I surprised myself when I choked up talking to the cashier who took my payment. He had only recently started working there, but said he felt bad for the women who had been working there for some 20 years. More than 8000 employees are out of a job as of today. In an economic climate that’s as unstable as Irish weather at the moment, I also feel for them.

With no working elevators, the stairs were the only way to the top in the Hudson’s Bay store in downtown Vancouver.

There is lots to still sort out. The HBC archives, consisting of thousands of business documents, personal journals, photographs, maps, artwork, and artifacts, are held in the Archives of Manitoba. But the company still has ownership of the Royal Charter, the one signed in 1670. Although it is a corporate document, it created a colonial government and is one of a handful of fundamental documents in Canada’s history, along with the British North American Act of 1867 and the Proclamation of the Constitution Act of 1982. Some have compared its significance to that of the American Declaration of Independence. It’s being auctioned off, will likely fetch millions, but I, like most historians, know it belongs in the archives, not a private collection.
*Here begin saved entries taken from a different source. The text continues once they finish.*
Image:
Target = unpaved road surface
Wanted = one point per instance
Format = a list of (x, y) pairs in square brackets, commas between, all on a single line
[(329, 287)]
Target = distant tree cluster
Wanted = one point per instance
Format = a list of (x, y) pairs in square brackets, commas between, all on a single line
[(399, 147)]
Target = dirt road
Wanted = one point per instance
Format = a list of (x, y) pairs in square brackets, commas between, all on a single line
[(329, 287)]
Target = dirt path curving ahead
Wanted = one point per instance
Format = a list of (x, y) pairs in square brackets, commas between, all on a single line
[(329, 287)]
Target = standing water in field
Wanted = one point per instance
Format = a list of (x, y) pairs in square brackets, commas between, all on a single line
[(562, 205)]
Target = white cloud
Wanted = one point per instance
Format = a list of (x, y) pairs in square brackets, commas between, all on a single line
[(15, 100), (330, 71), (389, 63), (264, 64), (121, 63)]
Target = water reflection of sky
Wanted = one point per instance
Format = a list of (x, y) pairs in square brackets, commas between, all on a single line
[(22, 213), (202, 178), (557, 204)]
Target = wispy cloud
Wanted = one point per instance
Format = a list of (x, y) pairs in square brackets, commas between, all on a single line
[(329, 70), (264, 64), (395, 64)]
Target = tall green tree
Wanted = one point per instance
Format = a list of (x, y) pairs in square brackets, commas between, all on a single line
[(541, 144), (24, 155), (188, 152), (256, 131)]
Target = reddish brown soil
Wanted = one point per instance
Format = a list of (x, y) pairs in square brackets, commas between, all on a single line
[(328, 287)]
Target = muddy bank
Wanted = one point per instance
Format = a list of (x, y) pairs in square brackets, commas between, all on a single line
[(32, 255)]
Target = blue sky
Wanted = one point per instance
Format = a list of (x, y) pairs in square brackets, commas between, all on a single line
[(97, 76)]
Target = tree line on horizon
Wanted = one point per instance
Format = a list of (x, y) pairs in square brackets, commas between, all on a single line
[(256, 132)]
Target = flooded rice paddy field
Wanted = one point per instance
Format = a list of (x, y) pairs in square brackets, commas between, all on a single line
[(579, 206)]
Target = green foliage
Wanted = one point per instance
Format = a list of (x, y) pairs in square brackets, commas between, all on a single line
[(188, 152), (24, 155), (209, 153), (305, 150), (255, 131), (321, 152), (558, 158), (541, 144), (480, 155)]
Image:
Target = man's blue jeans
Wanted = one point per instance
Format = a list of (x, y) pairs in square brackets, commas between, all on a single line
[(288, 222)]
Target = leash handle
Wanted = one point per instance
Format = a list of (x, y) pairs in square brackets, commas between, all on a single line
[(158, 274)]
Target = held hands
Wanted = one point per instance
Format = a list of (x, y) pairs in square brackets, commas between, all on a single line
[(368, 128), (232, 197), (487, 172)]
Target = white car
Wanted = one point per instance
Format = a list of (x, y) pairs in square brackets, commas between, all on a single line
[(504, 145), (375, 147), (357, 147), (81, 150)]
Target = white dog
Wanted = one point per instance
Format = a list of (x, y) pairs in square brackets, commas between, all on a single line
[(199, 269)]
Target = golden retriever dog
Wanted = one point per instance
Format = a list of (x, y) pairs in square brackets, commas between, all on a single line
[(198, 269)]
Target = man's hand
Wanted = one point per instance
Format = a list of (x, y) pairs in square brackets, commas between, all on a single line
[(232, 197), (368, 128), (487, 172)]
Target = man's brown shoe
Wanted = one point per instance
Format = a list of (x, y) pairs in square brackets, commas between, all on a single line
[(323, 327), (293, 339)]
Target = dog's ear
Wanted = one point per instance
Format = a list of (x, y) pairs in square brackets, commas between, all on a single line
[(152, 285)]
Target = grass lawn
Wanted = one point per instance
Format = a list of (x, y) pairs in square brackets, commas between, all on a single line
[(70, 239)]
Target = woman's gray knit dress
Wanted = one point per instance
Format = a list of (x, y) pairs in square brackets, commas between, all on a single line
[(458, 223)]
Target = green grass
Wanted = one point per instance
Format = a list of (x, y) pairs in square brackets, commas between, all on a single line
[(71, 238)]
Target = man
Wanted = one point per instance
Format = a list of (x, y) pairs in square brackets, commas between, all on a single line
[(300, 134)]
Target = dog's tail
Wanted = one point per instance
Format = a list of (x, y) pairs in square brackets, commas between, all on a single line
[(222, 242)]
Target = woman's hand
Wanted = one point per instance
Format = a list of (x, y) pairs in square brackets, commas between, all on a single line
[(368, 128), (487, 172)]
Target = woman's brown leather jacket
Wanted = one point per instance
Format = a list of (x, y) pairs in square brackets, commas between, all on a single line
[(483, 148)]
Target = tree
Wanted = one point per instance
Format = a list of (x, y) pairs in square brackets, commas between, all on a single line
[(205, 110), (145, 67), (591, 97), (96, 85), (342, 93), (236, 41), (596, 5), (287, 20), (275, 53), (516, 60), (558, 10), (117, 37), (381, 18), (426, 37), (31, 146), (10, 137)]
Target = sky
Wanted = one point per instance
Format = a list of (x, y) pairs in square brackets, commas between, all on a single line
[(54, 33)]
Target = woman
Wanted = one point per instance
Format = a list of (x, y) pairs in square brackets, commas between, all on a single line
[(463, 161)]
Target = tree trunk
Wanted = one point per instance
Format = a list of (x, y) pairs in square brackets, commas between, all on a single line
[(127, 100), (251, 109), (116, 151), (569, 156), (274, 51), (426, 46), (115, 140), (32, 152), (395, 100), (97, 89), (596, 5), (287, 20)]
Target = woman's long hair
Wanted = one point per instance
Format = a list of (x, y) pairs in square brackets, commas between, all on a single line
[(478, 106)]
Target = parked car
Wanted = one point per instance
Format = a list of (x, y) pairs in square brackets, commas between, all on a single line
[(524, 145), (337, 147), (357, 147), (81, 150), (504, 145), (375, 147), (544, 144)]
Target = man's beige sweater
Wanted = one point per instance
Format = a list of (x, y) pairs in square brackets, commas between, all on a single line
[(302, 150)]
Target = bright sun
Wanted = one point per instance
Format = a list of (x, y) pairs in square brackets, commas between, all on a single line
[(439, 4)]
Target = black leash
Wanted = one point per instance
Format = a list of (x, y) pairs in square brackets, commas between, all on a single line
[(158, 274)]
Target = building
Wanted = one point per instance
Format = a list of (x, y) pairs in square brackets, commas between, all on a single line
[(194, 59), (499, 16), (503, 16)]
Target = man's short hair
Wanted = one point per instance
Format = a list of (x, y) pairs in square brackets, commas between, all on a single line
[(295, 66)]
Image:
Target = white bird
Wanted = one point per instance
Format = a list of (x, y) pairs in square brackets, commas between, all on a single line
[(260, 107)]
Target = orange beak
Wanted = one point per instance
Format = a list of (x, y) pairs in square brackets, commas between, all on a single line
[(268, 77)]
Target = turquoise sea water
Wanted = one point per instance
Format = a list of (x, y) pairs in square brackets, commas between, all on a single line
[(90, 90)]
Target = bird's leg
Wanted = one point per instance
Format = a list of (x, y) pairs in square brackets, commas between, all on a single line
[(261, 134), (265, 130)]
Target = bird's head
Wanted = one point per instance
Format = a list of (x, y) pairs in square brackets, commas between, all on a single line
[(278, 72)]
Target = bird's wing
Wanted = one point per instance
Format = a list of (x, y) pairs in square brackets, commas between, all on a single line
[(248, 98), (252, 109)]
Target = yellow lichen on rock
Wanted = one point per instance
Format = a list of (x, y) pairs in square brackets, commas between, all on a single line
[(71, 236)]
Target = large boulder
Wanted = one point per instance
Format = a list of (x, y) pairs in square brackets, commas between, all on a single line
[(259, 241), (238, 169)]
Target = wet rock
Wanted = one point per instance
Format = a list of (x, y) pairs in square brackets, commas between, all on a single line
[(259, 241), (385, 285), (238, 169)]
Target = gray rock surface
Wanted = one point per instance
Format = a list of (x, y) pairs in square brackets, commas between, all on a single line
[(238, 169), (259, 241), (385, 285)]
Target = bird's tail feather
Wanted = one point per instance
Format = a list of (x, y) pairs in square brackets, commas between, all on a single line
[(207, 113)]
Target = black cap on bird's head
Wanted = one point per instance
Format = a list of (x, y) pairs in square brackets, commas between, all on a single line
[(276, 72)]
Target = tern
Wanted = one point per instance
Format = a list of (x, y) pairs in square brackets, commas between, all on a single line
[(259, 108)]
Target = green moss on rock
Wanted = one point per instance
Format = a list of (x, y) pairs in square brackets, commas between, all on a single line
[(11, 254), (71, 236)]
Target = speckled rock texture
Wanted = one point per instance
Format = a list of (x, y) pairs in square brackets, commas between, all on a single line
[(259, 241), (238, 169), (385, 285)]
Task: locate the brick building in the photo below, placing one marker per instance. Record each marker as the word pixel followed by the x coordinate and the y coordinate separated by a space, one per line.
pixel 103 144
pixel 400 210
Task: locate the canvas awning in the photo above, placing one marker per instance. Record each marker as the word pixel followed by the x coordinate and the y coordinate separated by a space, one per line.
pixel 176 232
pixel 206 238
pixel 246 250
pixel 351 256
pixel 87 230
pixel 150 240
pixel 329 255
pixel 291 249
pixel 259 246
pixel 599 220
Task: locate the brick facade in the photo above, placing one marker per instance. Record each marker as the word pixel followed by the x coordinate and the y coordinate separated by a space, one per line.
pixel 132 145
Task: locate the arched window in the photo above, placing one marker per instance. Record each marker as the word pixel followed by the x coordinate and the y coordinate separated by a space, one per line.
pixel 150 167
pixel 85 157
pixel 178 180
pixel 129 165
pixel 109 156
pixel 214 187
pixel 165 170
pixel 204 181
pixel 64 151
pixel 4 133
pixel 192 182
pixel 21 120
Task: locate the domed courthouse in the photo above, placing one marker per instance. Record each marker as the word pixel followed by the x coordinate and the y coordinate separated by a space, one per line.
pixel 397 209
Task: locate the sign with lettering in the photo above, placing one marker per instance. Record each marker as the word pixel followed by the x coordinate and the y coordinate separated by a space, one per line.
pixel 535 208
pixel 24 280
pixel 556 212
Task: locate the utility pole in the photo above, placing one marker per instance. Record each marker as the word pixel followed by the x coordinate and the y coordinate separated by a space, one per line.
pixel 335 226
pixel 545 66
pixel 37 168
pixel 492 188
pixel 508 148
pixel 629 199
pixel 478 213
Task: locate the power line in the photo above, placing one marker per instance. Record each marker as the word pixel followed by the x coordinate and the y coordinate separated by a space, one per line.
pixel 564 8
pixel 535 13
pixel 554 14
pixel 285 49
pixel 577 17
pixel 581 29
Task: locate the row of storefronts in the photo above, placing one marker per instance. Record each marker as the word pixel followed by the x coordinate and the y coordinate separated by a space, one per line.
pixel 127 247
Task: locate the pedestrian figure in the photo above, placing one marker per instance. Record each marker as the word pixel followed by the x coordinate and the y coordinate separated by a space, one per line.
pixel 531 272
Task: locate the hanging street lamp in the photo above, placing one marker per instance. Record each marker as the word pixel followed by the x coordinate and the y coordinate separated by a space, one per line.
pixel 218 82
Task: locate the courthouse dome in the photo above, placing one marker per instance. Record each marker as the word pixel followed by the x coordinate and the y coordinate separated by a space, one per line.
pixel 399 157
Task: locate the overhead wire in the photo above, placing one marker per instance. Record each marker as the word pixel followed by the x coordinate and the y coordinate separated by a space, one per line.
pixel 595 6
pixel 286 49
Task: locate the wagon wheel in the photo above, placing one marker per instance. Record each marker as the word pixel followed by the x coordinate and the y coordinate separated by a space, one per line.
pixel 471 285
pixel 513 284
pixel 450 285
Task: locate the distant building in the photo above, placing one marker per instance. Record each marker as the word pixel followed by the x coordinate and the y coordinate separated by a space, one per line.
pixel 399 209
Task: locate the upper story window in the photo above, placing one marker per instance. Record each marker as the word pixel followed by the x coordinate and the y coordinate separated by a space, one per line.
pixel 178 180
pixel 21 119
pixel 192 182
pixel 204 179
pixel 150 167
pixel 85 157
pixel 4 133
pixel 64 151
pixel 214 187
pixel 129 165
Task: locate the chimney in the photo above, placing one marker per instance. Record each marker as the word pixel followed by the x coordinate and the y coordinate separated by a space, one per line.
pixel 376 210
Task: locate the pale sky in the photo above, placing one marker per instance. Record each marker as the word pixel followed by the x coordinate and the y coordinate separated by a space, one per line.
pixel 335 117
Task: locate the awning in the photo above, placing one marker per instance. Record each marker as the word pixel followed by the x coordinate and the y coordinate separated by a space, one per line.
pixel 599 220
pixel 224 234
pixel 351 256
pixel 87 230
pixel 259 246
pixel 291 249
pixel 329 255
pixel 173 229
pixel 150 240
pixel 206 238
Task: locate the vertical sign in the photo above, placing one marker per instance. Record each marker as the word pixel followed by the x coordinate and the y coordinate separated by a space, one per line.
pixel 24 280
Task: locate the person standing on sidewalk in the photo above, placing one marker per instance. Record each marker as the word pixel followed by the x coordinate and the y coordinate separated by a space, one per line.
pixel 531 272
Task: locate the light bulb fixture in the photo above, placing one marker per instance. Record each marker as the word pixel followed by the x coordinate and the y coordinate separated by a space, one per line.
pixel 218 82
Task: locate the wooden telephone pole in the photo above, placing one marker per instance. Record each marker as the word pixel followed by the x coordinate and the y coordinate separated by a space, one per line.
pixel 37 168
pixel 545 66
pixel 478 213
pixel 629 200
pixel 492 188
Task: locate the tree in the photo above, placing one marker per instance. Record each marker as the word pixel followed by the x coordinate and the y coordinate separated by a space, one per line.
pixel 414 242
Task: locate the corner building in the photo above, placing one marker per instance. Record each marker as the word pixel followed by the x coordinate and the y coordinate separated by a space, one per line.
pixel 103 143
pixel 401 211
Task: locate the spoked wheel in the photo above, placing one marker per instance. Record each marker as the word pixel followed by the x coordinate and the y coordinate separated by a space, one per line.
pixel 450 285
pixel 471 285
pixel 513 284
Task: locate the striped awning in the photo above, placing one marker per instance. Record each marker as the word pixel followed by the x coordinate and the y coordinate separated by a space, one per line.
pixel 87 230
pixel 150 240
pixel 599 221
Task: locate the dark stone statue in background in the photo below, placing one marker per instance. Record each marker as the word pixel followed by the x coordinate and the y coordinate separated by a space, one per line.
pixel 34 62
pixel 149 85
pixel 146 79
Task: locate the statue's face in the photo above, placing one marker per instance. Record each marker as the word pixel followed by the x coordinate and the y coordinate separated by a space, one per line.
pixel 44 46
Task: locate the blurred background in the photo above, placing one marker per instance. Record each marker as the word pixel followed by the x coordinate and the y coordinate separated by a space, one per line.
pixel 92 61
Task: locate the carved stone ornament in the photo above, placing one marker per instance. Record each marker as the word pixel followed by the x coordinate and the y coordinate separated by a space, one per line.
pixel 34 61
I’m big on historical artifacts. I had always meant to get myself a point blanket and was kicking myself for having missed my chance. When my sister learned this, she offered me hers, which was sitting in a closet, unused. That blanket now sits in pride of place at the foot of my bed.

The role of the Hudson’s Bay Company in colonizing Western Canada is a complicated history that goes back 355 years and a month less a day. But, as I have written before, it is our history. And while department stores may not be the way we shop in this century, we can celebrate the history of the one where Canadians shopped for the past three and a half.